赵嫣抿唇:“你见不得东宫太子势起,所以明德馆那些即将殿试入朝的儒生,也是你杀的?”
赵元煜一副毫不在意的轻蔑神情,嗤道:“本世子除过那么多碍事的人,谁知道你指的是哪条狗?”

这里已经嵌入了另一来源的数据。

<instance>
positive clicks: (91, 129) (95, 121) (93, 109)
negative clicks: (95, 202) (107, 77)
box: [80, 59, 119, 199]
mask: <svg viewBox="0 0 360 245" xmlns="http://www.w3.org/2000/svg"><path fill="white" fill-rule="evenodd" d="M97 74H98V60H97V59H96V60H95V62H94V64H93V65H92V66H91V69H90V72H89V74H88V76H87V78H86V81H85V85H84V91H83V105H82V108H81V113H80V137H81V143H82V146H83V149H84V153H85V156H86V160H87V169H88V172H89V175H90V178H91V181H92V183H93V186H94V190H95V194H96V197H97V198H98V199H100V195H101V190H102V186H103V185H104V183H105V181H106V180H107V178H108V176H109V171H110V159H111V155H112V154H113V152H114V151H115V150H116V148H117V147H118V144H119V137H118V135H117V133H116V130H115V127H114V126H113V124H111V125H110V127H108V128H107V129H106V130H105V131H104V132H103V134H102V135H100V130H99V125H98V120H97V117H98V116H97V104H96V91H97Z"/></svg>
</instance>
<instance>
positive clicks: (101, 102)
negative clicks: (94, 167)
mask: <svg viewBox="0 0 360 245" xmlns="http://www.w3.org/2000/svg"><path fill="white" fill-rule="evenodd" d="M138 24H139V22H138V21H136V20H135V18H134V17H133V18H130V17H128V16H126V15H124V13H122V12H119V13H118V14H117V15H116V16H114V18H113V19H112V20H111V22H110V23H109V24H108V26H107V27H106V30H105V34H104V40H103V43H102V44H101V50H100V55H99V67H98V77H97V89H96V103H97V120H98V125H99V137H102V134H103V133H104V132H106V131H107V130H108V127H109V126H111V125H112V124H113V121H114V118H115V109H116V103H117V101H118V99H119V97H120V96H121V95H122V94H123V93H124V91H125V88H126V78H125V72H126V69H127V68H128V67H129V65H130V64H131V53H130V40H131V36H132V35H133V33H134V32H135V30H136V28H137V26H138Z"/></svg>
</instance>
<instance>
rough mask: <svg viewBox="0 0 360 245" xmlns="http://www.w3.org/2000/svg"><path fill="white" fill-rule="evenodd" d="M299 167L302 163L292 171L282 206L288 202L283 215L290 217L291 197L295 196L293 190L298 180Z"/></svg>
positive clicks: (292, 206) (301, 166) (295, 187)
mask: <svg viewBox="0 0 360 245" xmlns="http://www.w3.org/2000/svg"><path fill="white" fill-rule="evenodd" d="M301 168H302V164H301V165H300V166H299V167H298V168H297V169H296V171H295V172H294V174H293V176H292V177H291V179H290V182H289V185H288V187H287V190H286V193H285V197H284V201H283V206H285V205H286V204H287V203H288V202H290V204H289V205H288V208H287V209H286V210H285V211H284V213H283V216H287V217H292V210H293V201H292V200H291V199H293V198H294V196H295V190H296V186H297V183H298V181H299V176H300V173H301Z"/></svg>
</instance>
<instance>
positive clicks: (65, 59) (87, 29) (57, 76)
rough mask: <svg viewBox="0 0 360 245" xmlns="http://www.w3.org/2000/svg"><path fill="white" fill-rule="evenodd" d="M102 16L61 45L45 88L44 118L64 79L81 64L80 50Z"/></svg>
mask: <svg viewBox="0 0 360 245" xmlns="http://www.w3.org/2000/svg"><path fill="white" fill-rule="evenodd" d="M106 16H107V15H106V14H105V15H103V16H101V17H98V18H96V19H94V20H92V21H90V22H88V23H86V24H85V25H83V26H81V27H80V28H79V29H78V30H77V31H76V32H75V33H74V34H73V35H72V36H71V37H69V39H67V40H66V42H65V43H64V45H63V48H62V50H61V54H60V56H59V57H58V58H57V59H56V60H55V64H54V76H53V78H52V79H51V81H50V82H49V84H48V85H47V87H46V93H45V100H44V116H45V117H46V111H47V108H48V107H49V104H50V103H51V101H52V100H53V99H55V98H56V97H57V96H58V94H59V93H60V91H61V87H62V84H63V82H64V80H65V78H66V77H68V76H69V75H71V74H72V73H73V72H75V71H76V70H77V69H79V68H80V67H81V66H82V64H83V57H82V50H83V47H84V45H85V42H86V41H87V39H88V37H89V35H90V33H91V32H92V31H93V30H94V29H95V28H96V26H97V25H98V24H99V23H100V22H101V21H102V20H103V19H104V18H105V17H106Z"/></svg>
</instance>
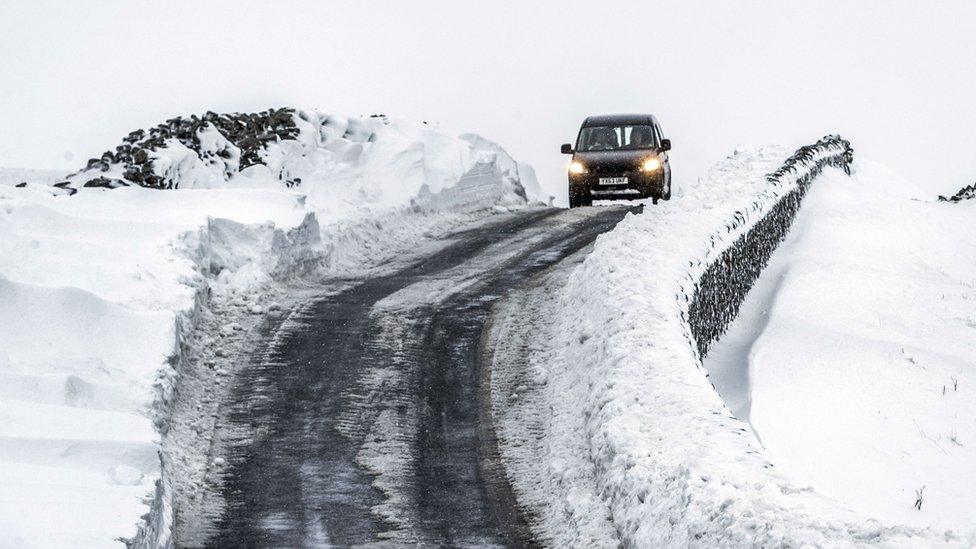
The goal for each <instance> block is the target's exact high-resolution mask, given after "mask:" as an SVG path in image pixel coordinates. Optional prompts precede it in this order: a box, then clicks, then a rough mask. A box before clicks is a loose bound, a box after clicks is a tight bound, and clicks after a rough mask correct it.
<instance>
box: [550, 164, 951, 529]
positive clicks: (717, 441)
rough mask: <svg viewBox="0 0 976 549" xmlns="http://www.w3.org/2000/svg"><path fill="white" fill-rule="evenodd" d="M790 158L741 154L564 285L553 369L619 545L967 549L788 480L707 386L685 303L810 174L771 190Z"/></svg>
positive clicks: (801, 167) (595, 261) (627, 218)
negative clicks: (578, 420)
mask: <svg viewBox="0 0 976 549" xmlns="http://www.w3.org/2000/svg"><path fill="white" fill-rule="evenodd" d="M785 157H786V153H785V151H783V150H782V149H760V150H752V149H741V150H737V151H736V154H734V155H733V156H731V157H729V158H728V159H726V160H724V161H722V162H720V163H719V164H717V165H716V166H715V167H714V168H712V169H711V170H710V171H709V172H708V173H707V174H706V175H705V176H704V177H703V178H702V179H701V180H700V181H699V182H698V183H697V184H696V185H692V186H690V187H687V188H685V189H684V190H683V196H678V197H677V199H676V200H673V201H671V202H670V203H668V204H666V205H664V206H663V207H658V208H648V209H647V210H645V213H644V214H642V215H636V216H628V217H627V218H626V219H624V220H623V221H622V222H621V223H620V224H619V225H618V226H617V228H616V229H615V230H614V231H612V232H611V233H608V234H606V235H603V236H601V237H600V238H599V239H598V240H597V242H596V244H595V246H594V250H593V252H592V253H591V254H590V256H588V257H587V258H586V260H585V261H584V262H583V264H582V265H581V266H580V267H579V268H577V269H576V270H575V271H574V273H573V274H572V275H571V276H570V278H569V281H568V284H567V286H566V287H565V289H564V291H563V292H562V295H561V296H560V314H556V315H552V318H554V319H555V322H554V326H553V329H552V332H551V333H550V334H547V335H548V336H549V337H550V339H551V340H552V348H554V349H557V350H558V353H557V356H556V357H555V361H554V363H553V364H552V365H550V366H548V367H547V368H548V369H549V371H550V372H558V374H559V375H566V376H572V377H573V379H574V381H573V382H574V385H576V386H578V387H583V388H585V389H584V391H583V394H580V395H577V396H578V397H579V400H578V401H577V406H578V407H579V408H580V409H581V410H582V414H583V417H584V418H585V427H584V430H585V432H584V434H583V436H584V437H585V440H586V441H587V442H588V447H589V458H590V460H591V461H593V462H594V464H595V477H594V479H593V481H594V483H595V485H596V492H597V493H599V494H600V496H601V497H602V498H603V499H604V501H605V502H606V503H607V505H608V506H609V508H610V515H611V517H612V522H613V526H614V528H615V530H616V532H617V533H618V535H619V536H620V541H621V544H622V545H623V546H627V547H664V546H671V547H685V546H702V547H715V546H727V547H739V546H779V545H788V546H801V545H804V544H811V545H815V546H823V545H835V546H836V545H840V546H850V545H858V544H869V543H893V544H910V543H918V542H923V543H928V544H933V543H937V542H946V543H949V544H956V545H963V542H962V541H960V540H959V539H958V538H957V537H954V535H953V534H951V533H941V532H933V531H923V530H915V529H910V528H907V527H902V526H886V525H882V524H880V523H878V522H876V521H874V520H870V519H866V518H865V517H863V516H859V515H856V514H855V513H853V512H851V511H848V510H846V509H844V508H843V507H842V506H840V505H839V504H837V503H836V502H834V501H832V500H829V499H827V498H825V497H823V496H821V495H818V494H816V493H814V492H813V491H812V490H810V489H809V488H803V487H799V486H795V485H793V484H791V483H790V482H789V481H788V480H787V479H785V478H784V477H782V476H781V475H780V474H778V472H777V471H776V470H775V469H774V468H773V467H772V465H771V464H770V463H769V462H768V461H767V460H766V458H765V457H764V455H763V452H762V447H761V445H760V444H759V442H758V441H757V440H756V438H755V436H754V435H753V434H752V432H751V431H750V430H749V428H748V426H747V425H746V424H744V423H742V422H741V421H739V420H737V419H736V418H735V417H733V415H732V414H731V413H730V412H729V410H728V408H727V407H726V406H725V404H724V403H723V402H722V400H721V398H720V397H719V396H718V394H717V393H716V392H715V391H714V390H713V388H712V387H711V386H710V384H709V382H708V379H707V377H706V375H705V372H704V370H703V368H702V366H701V361H700V358H699V355H698V352H697V349H696V348H695V347H696V346H695V345H694V339H693V338H692V336H691V327H690V326H689V324H688V322H687V321H686V320H685V319H686V318H688V310H689V303H690V301H691V300H692V299H693V297H694V295H695V292H696V288H697V284H698V282H699V279H700V277H701V276H702V274H703V273H704V272H705V271H706V269H707V268H708V267H709V265H711V264H712V262H714V261H715V260H717V259H719V258H721V257H722V254H723V252H724V251H725V250H727V249H729V248H730V247H731V246H732V245H733V244H734V243H735V242H736V239H737V238H738V237H740V236H741V235H743V234H745V233H747V231H748V230H749V229H750V228H751V227H753V226H755V224H756V223H757V222H759V221H760V220H761V219H762V218H763V216H764V215H765V214H766V213H767V212H769V211H771V209H772V208H773V207H774V206H775V205H776V204H777V202H778V201H779V200H780V199H781V198H782V197H784V196H786V195H787V194H788V193H790V192H791V191H792V190H793V189H794V188H795V186H796V179H797V177H793V176H803V175H804V174H805V173H806V172H807V170H809V165H804V164H801V165H800V166H797V168H798V169H797V170H796V172H794V173H792V174H787V175H791V176H790V177H783V178H781V179H779V180H778V182H772V183H771V182H769V181H767V179H766V174H767V173H769V172H771V171H772V170H773V169H775V168H776V167H777V166H778V165H779V163H780V162H782V161H783V159H784V158H785ZM716 228H719V230H716ZM727 231H728V232H727ZM540 340H545V336H543V337H542V338H540ZM550 375H551V374H550ZM552 398H564V395H553V396H552ZM552 473H553V474H554V475H556V474H559V473H558V472H557V471H553V472H552ZM558 495H559V494H556V497H558Z"/></svg>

赵元煜显出不耐的狂躁来,抬刀大吼:“要怪就怪你自己,赵衍。你早该……死在行宫归途中了!”
电闪雷鸣,鬼影攒动。
赵嫣抬手握住腰间短刀刀鞘,一字一句哑声问:“所以,是你杀了他们。”
“想拖延时间吗?可惜这畿郊荒城可不是行宫途中,没有人替你送死。去年没弄死你,现在下手也不迟!”
赵元煜哈哈大笑,抬刀凶狠朝赵嫣颈上砍去。
孤星被数人围攻,脱身不能,只能沉痛大喊:“殿下,跑!”
在赵元煜的印象中,太子赵衍手无缚鸡之力,柔弱不堪。
是以当那抹纤细的身影抬刀格挡住他致命的一击时,赵元煜傻了般愣在原地。
赵嫣眼中落着刀刃清寒的冷光,仿若冰层之下涌动着炽热的岩浆。
虎口因反震而发麻,她却恍若不觉,满脑子尖啸着一个念头:杀了他!
杀了赵元煜,给阿兄报仇!
“殿下力道先天不足,招式当以灵巧取胜。若退无可退,必须死拼之际,当一鼓作气攻向对方薄弱,决不能给对方回神喘息之机……”
崇文殿后校场,闻人蔺缓慢清晰的拆解动作犹在眼前。
她屏住呼吸,手中短刀转了个圈狠狠朝赵元煜劈去!
驿馆楼上,张沧与蔡田俱是面露惊愕。
他们都没想到,生死攸关之际,疲惫纤弱的小少年还能爆发出这般力道。
“长刀对短刃,难有胜算。”
张沧啧啧摇首,叹道,“雍王世子是存心激怒羞辱,小太子未免冲动了些。”
闻人蔺眼中落着潮湿的雨光,未出一言。
赵嫣的每一刀都在他的意料之中,然而每一次挥刀的果决与坚韧,都在他的意料之外。
他看出了赵嫣使出的招式是谁所教,也曾想起在多年前的同样雨夜,有个不满十六岁的少年趴在腐臭的死人堆里,挨个辨认父兄尸首的绝望与愤恨。
张沧说小殿下太过冲动了些,那是因为他没有经历过亲人横死的呕血之痛。
闻人蔺已经忘了自己最初盛怒的源头是什么。